What would be the name of the php file, in order to catch a bot ?


----------



## Bill_Bright (Jun 2, 2019)

youself553 said:


> How do I compress 10GB of anything to 40MB with WinRAR?





Solaris17 said:


> They do have ways to do it


I don't believe that is true in this scenario. 40,000,000/10,000,000,000 = 0.004 or .4%. It would be nearly impossible to compress anything that much. You are talking a compression ratio of over 99%! The example given in Solaris17's link is not realistic at all (a file with nothing but 0s).

Perhaps, maybe, if in some very rare and extreme circumstance your original file did contain 10GB of just 0s (as indicated in Solaris17's link), or it was an image of a polar bear eating marshmellows in a snow storm, or a black bear eating blackberries in a deep cave on a moonless night, you might be able to compress it down that much. But even then, I doubt it. And if the file contained real data, I say no way. The fact is, most compression algorithms are unable to reduce a real data file even 50%, 33% if lucky. 

What type of file are we talking about? If nothing but plain text, you can compress it quite a bit - especially if much of the text is repeated many times. But if there are any images - especially high resolution images - your luck begins to run out especially if you are looking to achieve lossless compression. But it should be noted that many files types are already highly compressed - like JPEG or MP4 media files.  

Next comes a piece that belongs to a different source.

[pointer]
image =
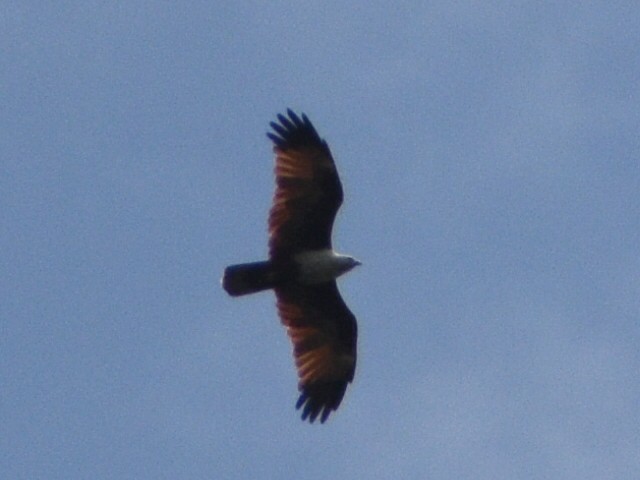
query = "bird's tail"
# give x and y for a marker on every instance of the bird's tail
(249, 278)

Your best bet may be to break your original file down into smaller parts, then compress the parts. But understand you cannot then merge them into another compressed file that is even smaller.


----------



## Solaris17 (Jun 2, 2019)

Solaris17 said:


> generally not, you can play with the compression algorithm, but compression ratio % is based off of the type of data being compressed.





Bill_Bright said:


> I don't believe that is true in this scenario. 40,000,000/10,000,000,000 = 0.004 or .4%. It would be nearly impossible to compress anything that much. You are talking a compression ratio of over 99%! The example given in Solaris17's link is not realistic at all (a file with nothing but 0s).
> 
> Perhaps, maybe, if in some very rare and extreme circumstance your original file did contain 10GB of just 0s (as indicated in Solaris17's link), or it was an image of a polar bear eating marshmellows in a snow storm, or a black bear eating blackberries in a deep cave on a moonless night, you might be able to compress it down that much. But even then, I doubt it. And if the file contained real data, I say no way. The fact is, most compression algorithms are unable to reduce a real data file even 50%, 33% if lucky.
> 
> ...



Please learn to read context bill, and maybe then not even context. My post was pretty clear already.


----------



## Bill_Bright (Jun 2, 2019)

Solaris17 said:


> Please learn to read context bill, and maybe then not even context. My post was pretty clear already.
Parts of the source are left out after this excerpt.